Vincentians will before yearend elect a new government ahead of the March 2016 constitutional deadline, Prime Minister Ralph Gonsalves said told the convention.

Charles called on women supporters of the ULP to make a fourth term in office a reality.

“Today, we, the women of labour have much to celebrate. Like our founding fathers, the women of labour have played a very important role in the formation and development of this great political institution.

“Women were and continue to be a chief ingredient in the glue that keeps the fabric of our party together. The women of labour have always made it happen,” she said.

“The ULP has a lot of good work to defend. We have worked hard to ensure a brighter future for us, our family and generations to come. We cannot allow anyone to kick over the bucket of milk. We have more good work to do and we have to ensure that we make it happen. We have to deliver the victory. 4 in a row!” Charles told the convention.

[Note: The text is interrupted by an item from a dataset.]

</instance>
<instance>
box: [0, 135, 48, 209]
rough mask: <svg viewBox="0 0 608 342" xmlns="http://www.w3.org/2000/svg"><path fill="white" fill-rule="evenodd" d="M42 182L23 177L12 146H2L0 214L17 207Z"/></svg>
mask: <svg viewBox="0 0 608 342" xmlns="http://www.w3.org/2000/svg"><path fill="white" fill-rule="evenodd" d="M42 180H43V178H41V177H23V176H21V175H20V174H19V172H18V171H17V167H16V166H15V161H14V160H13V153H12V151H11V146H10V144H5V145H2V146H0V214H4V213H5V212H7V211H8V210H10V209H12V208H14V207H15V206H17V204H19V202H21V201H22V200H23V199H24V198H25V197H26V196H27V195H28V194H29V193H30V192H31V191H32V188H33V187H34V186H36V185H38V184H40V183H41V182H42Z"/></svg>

3 replies on “Sole female election candidate speaks of barriers to women entering politics in St. Vincent”

  1. Listening to these ULP people talk they all sound alike seems like they reading froml the script . It’s like a porno movie you see one you see all. And the same ending too lets four term. Seems like all the UPL have to run on this time around is 4 in a row.

  2. C. ben-David says:

    I don’t blame most women from rejecting the nasty, vulgar, corrupt, and treacherous world of Caribbean political office.